I finished Ready Player One (hardcover version) by Ernest Cline last fall. I was totally smitten with the book and loved finding a great YA read from a male perspective - and not just any male, a geeky boy narrator! Ready Player One has picked up some steam throughout 2012 and I have enjoyed seeing all the positive reviews and general gushing. Recently, I found out that the audiobook is narrated by Will Wheaton.
If you live under a rock and don't know who Will Wheaton is, stop right now and go Netflix every season of The Big Bang Theory. Will makes many cameo appearances as "himself" on the show. (Like stars who turned up on Entourage were "themselves" in that they weren't playing the part of anyone else, they were just their own asshole alter egos.) One of RPO's many charming qualities is the glorification of all things 1980's, and as Mr. Wheaton played boy genius Wesley Crusher on Star Trek: The Next Generation, he is mentioned in the novel. I can't tell you how delightful it is to have a self-proclaimed geek narrate a book about a geek in which he is mentioned. It's like the ultimate nerd trifecta!
Ready Player One is set in a tragic future where the energy crisis and economic recession has led to collapse of modern society. Many people spend the majority of their free time in a Massively Multiplayer Online Game called the OASIS. The OASIS is a brilliant virtual reality developed by computer genius and eccentric James Halliday. At the time of his death, Halliday had no heir and left his vast fortune and controlling stock in Gregarious Simulation Systems (the company that runs the OASIS) to the person who could find his Easter Egg (in gaming an easter egg is a hidden message generally left by the game's creator). The hunt for Halliday's Easter Egg took over the world, but five years after his death no new progress has been made. Until Wade Watts uncovers the first of three keys in the challenge. The book follows Wade's rise to super stardom and his quest to find the other two keys and unlock Halliday's Easter Egg.
Filled with endearing 80's pop culture references, Ready Player One takes the reader on an amazing journey through the mind bending world of the OASIS where anything is possible.

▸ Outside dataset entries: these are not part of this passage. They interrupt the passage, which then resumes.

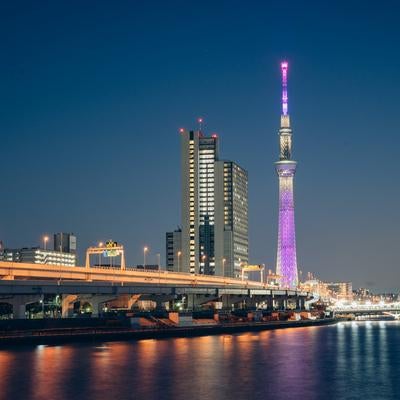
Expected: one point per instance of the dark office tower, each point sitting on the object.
(231, 219)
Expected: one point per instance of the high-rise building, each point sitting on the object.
(231, 219)
(199, 248)
(174, 250)
(36, 255)
(198, 155)
(65, 242)
(286, 263)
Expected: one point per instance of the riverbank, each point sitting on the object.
(100, 334)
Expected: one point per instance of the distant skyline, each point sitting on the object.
(93, 95)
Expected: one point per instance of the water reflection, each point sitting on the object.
(348, 360)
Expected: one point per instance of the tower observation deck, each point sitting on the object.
(286, 262)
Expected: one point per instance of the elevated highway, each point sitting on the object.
(27, 271)
(24, 283)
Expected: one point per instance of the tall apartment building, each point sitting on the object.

It hits the mark with themes like user privacy and is an interesting treatise on how we, as a society, are changing the way we communicate, conduct business, and live our lives online. I can't say that I've ever read anything like it and loved the character development and Cline's worldbuilding. The amount of information relayed in the first chapters is a tad overwhelming, but I hungrily devoured all the details (as already stated, I'm a detail glutton).
I encourage anyone looking for something different in the YA genre to read this book and then go pick up the audio version because Will Wheaton crushes it (get it? It's funny because Will Wheaton was Wesley Crusher! Yuck, yuck, yuck).